Codependence in the Nephromyces species swarm depends on heterospecific bacterial endosymbionts

Abstract

AbstractThe phylum Apicomplexa encompasses 6000 ubiquitous animal parasites, including Plasmodium, the most deadly human parasite on Earth. Anciently parasitic lineages, like apicomplexans, lose core metabolic pathways over time, as they evolve less costly scavenging mechanisms. The recent description of a mutualistic apicomplexan, Nephromyces, from deep within this parasitic group, opened the possibility of an evolutionary innovation that allowed an escape from a parasitic lifestyle. Nuclear genome data from Nephromyces, as well as the three bacterial symbionts that live within this species complex, demonstrate that the bacteria within Nephromyces contribute essential cofactors and amino acids that have enabled Nephromyces to abandon a parasitic lifestyle. Among these, bacterial lipoic acid appears to be a key cofactor for the reduction of virulence in Nephromyces.
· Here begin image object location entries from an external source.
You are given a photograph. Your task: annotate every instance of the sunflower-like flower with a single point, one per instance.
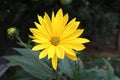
(57, 37)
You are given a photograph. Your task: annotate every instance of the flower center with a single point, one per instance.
(54, 41)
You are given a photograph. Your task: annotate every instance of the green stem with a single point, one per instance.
(40, 61)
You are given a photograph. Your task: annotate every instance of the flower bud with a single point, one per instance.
(12, 31)
(66, 2)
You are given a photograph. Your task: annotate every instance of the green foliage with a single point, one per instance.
(39, 69)
(30, 64)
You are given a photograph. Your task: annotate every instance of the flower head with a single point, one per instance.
(57, 37)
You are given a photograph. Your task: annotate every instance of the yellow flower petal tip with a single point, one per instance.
(57, 37)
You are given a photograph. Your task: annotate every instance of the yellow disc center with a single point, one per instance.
(54, 41)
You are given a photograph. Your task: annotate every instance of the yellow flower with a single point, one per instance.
(57, 38)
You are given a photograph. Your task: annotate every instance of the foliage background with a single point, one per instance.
(99, 18)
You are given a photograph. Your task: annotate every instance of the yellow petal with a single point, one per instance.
(65, 19)
(71, 56)
(40, 47)
(43, 53)
(42, 30)
(77, 47)
(70, 28)
(59, 13)
(54, 62)
(75, 41)
(48, 24)
(67, 49)
(75, 34)
(36, 32)
(51, 51)
(59, 52)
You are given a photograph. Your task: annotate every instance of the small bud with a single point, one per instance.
(66, 2)
(12, 32)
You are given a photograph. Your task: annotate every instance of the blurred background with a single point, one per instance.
(99, 18)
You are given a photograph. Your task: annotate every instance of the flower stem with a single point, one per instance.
(40, 61)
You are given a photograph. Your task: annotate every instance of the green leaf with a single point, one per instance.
(31, 64)
(70, 68)
(110, 70)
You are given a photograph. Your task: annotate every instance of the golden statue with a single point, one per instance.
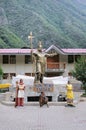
(39, 59)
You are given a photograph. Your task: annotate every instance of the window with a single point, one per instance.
(8, 75)
(27, 59)
(5, 75)
(12, 59)
(9, 59)
(70, 58)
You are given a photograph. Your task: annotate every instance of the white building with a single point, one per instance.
(18, 61)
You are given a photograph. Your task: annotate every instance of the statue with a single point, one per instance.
(39, 59)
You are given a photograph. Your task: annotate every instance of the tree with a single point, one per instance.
(80, 70)
(1, 74)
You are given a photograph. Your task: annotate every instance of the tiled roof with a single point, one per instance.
(27, 51)
(16, 51)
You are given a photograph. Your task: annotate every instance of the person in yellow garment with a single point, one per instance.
(69, 94)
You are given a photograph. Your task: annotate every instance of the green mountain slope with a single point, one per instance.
(59, 22)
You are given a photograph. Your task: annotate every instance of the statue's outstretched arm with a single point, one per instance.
(51, 55)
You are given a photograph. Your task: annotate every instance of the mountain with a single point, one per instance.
(58, 22)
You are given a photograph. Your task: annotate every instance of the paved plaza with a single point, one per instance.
(36, 118)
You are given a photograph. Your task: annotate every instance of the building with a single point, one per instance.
(18, 61)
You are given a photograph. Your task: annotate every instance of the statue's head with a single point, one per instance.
(40, 46)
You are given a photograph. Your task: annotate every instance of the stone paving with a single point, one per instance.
(36, 118)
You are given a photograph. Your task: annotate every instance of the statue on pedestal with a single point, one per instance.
(39, 60)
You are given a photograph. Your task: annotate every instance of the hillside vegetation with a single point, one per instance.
(58, 22)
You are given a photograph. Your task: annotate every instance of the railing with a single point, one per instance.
(56, 65)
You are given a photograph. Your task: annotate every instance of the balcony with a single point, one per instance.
(55, 67)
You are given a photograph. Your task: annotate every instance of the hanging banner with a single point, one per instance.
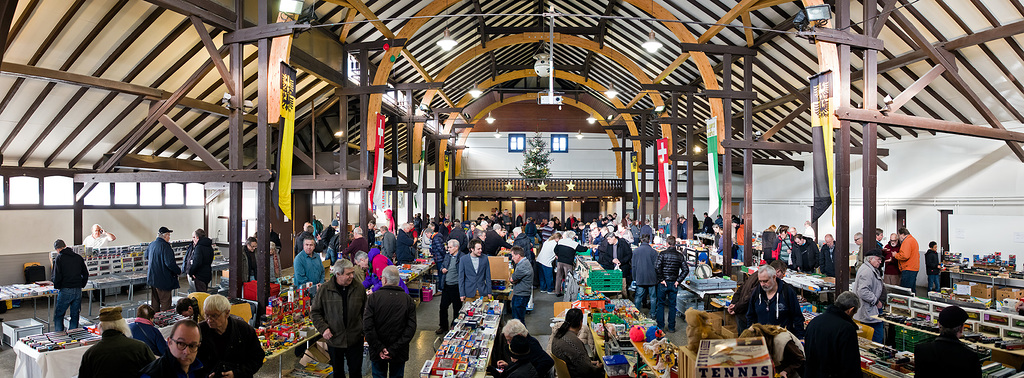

However, whereas we use FISH microscopy to reveal that each individual Nephromyces harbors no more than one endosymbiont type, no single bacterial endosymbiont can account for all missing metabolites. Based on the unique habitat of Nephromyces, as well as genomic, culturing, and wild population data, we conclude that Nephromyces has evolved as an extraordinary clade of codependent species, unlike any previously described.